This archived article was written by: Seth Richards
In the event of an earthquake of a magnitude 7.0 or higher, the roofs of Geary Theater and the Dorothy and Dean Brown Music Center on the USU Eastern campus would collapse. To counter this threat, the USU Eastern administration is petitioning the state legislature for funding to remodel/replace these buildings and add new space.
The Geary Theater and the Music building were built in the early 1960s. Since then, these structures have not been kept up to seismic code, nor has the old SAC, part of which is one of the original campus buildings, completed in 1937. In presenting the building plan to the state legislature, Chancellor Joe Peterson and USU President Stan Albrecht proposed that all three buildings be retrofitted to meet seismic requirements to better support the new building.
In an e-mail, Peterson said, “The new building would be a combination of the remodeled and the new space (that is, we’re not talking about two-new buildings, but one-new building that includes the remodeled space).”
The proposed building would likely absorb the music, art, theater, and communications programs. “By consolidating those [programs] into one building,” said Brad King, vice chancellor for administration and advancement, “we have room to expand some of our technical programs over there [in the McDonald Career Center] that are bursting at the seams and currently there’s no room.”

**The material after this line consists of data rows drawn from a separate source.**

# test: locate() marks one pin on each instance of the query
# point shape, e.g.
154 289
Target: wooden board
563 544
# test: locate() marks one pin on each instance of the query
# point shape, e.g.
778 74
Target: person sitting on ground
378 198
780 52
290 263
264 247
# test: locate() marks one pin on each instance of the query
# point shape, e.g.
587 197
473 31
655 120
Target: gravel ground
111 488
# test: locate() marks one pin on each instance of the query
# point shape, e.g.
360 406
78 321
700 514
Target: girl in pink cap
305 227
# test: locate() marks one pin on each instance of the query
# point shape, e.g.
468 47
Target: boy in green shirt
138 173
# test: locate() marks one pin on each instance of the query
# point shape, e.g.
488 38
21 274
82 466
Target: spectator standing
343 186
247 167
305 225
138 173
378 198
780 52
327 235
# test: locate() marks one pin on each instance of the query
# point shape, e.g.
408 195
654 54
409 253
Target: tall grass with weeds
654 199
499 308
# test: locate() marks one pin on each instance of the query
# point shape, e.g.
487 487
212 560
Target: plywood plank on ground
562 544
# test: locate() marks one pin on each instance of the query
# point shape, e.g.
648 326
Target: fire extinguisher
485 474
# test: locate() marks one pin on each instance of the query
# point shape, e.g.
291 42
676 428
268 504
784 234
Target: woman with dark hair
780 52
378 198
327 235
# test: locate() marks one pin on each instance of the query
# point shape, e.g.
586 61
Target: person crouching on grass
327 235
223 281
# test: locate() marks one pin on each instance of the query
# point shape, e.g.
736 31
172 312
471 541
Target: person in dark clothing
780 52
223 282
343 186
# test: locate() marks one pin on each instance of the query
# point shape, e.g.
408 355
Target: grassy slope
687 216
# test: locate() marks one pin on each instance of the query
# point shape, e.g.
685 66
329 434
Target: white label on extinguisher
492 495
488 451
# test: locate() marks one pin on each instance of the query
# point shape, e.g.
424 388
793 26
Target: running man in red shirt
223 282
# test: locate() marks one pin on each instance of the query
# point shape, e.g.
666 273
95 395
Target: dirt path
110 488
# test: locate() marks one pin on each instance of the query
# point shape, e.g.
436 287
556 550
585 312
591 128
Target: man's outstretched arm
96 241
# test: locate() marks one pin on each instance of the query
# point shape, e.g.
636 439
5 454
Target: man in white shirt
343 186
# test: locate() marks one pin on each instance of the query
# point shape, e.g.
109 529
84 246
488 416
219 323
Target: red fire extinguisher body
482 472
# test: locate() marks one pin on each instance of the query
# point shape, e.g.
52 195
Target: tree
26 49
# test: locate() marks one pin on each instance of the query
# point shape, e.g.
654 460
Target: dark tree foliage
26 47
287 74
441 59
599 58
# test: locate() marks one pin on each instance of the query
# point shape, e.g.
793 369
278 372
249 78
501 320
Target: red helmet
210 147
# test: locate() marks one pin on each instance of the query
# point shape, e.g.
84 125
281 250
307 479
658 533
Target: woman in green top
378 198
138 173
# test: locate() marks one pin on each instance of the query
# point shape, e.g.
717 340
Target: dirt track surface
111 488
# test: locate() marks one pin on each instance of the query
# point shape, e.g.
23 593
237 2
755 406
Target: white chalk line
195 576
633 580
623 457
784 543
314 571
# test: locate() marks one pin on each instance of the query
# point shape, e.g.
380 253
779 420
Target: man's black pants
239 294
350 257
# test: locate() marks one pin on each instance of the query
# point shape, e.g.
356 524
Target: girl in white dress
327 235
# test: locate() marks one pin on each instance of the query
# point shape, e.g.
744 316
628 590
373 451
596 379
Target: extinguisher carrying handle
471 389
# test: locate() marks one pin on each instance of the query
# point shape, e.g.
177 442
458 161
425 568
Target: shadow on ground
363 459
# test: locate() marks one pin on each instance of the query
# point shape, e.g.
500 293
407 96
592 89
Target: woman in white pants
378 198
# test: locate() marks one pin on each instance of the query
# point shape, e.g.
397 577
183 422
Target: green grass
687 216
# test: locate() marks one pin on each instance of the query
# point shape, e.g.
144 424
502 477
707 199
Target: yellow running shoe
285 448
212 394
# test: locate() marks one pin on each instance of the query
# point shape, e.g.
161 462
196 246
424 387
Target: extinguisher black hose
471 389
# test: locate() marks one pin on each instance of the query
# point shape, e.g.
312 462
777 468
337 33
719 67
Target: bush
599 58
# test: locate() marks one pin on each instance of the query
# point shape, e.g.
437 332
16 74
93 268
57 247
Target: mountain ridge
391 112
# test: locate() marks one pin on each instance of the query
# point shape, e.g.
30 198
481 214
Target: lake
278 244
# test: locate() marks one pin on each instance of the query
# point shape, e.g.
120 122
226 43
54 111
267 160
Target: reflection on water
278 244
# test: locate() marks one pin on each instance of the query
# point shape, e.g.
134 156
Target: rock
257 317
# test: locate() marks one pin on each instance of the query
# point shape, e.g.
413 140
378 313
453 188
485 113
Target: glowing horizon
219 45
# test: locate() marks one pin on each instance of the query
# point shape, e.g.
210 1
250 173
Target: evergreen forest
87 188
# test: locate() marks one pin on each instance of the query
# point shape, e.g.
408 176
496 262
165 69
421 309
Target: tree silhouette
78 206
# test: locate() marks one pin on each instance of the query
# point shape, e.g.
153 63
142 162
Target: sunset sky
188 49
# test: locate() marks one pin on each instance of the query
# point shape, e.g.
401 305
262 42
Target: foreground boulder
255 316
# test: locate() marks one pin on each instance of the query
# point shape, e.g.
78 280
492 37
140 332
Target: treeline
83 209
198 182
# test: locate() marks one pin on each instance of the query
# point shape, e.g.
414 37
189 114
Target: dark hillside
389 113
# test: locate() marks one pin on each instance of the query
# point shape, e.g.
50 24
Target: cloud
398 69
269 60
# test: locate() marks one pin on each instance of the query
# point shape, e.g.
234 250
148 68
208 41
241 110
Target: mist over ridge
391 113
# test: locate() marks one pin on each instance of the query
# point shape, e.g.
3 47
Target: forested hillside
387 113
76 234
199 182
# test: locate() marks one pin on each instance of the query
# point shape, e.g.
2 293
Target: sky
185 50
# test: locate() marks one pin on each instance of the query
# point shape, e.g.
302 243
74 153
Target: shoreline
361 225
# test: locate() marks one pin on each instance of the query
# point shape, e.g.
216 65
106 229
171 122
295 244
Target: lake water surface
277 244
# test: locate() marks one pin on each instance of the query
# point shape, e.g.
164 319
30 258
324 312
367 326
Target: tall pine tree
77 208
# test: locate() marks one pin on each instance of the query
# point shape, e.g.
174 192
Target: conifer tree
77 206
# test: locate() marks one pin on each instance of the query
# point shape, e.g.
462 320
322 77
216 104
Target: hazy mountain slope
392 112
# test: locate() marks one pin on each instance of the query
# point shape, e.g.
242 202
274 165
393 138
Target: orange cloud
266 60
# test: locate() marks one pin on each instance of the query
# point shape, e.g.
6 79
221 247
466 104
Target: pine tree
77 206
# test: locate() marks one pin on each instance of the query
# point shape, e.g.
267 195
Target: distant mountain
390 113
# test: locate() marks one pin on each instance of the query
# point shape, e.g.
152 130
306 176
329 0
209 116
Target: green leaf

Albrecht and Peterson presented the 80,400-square-foot building, of which 20,400 feet would be from the already present buildings and the remainder would be new space, as an arts and education building to the state legislators, although arts are not a high priority for the state. In presenting the proposal, Peterson requested nearly $24 million, an investment that would not require tuition at USU Eastern to be increased.
Since the merger, USU has been able to request a second building annually, whereas all other state funded colleges only get a single request. As such, USU Eastern is competing against a USU extension in Brigham City.
USU recently acquired 40 acres at the site of the Intermountain Indian School adjacent US 89/91. The 60,000-square-foot Brigham City extension building, which would replace a distance education center in a strip mall, would be a $15 million project, of which the university has secured pledges of $7.5 million.
President Albrecht has offered assurance that if Brigham City is selected this year, next year the university will request only the addition to the Price campus.
According to King, financial donations are welcome, and would likely expedite the process of getting the proposal passed through legislature, and, if large enough, possibly get a person’s name on the front of the latest addition to USU Eastern.